C’est ça le fameux “déficit zéro” de Milei, applaudi par la presse européenne d’extrême-droite, de droite et économique. (Il paraît qu’il convient de distinguer ces trois catégories mais personne n’a réussi à m’expliquer pourquoi. Est-ce qu’il faut distinguer le discours de Darmanin de celui de Ciotti, et si oui sur quoi ? Celui de Ciotti de celui de Le Pen ? Ou est-ce que la défense des plus riches par Bardella se distingue de celle de Macron ? Grands mystères mais il semblerait qu’il existe une différence fondamentale entre Les Echos du trumpiste Bernard Arnault et CNews du lepéniste (canal historique, Jean-Marie) Bolloré et Le Figaro de la famille droitière Dassault.)

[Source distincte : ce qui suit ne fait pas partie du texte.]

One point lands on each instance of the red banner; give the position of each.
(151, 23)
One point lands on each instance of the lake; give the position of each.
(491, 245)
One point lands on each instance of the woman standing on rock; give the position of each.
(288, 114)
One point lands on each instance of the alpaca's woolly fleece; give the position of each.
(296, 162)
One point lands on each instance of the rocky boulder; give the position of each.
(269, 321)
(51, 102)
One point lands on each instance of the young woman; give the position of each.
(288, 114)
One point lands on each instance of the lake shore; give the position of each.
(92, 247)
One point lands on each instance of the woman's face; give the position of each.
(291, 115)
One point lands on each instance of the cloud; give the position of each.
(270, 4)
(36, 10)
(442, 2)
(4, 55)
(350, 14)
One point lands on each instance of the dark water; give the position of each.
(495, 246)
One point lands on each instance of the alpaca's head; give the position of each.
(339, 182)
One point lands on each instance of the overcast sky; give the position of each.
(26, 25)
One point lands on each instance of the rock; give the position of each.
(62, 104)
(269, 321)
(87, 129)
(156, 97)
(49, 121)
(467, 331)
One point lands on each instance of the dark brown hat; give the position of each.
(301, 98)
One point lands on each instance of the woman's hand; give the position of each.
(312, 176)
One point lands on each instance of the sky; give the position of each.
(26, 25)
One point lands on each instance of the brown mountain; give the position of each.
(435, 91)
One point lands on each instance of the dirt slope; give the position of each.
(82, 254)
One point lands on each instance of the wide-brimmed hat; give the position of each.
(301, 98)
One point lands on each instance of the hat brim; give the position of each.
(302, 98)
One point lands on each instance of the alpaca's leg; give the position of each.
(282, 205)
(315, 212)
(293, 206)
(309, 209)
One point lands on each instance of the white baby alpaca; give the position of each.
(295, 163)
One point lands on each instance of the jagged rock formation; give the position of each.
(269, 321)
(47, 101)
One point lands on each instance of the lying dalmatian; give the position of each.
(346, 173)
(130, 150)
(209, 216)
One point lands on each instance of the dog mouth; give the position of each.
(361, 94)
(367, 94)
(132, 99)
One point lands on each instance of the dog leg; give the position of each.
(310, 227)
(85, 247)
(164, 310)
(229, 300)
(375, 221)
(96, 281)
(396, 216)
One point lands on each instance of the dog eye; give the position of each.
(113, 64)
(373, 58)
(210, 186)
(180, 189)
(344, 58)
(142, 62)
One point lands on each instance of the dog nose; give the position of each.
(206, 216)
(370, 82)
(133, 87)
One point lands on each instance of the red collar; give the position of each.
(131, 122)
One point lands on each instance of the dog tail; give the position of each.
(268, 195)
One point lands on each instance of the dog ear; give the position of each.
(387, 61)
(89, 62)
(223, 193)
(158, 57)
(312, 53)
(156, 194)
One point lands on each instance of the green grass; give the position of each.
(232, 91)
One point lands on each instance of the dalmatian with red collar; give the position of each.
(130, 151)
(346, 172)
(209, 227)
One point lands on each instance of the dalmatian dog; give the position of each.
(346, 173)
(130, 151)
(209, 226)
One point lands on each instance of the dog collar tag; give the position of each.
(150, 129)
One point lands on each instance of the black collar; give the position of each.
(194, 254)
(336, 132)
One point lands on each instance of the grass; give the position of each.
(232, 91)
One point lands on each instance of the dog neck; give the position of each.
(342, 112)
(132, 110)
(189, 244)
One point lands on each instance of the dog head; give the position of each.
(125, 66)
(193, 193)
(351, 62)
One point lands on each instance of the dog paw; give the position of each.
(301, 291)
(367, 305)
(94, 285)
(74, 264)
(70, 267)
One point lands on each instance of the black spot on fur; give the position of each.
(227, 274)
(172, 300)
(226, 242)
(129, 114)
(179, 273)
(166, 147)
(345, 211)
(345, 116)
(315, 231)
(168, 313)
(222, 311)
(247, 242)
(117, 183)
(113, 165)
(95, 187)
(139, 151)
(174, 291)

Ainsi, l’Argentine entre dans ce paradoxe d’une augmentation exponentielle de sa dette dans le même temps que ses infrastructures et son “capital humain” (comme l’appelle atrocement le gouvernement de Milei qui a un ministère du même nom) sont à l’abandon.


Nous ne connaissons pas encore le détail des concessions offertes par l’Argentine afin d’obtenir ces prêts permettant à Milei d’arriver aux élections du 26 octobre sans un écroulement de son programme économique (qui mènera donc un écroulement un peu plus tardif). Mais nous avons déjà pu observer que désormais le Secrétaire au Trésor des États-Unis décide de la politique fiscale argentine.

Trump soutient sans la moindre ambiguïté, à la fois politiquement et économiquement, le gouvernement de Milei. Mais ce soutien n’est pas gratuit. Il est à parier que nous découvrirons que la pays a été bradé à des entreprises et/ou l’armée étasuniennes.

En marque allégeance et de soumission, Javier Milei brandit un tweet de Donald Trump

Un tweet imprimé en guise de hochet pour la soumission d'un pays... 

Bref, Milei avait le choix entre la dette et le déshonneur. Il a choisi le déshonneur et les Argentins auront la dette. (C’est bien de finir sur une citation grandiloquente, ça fait Grandes Ecoles. C’est d’ailleurs un grand mystère que ce goût des petites phrases dans les “grandes écoles”, elles ne disent rien, ou tout et son contraire, et font confiture -de celle qu’on étale parce qu’on en manque comme la culture).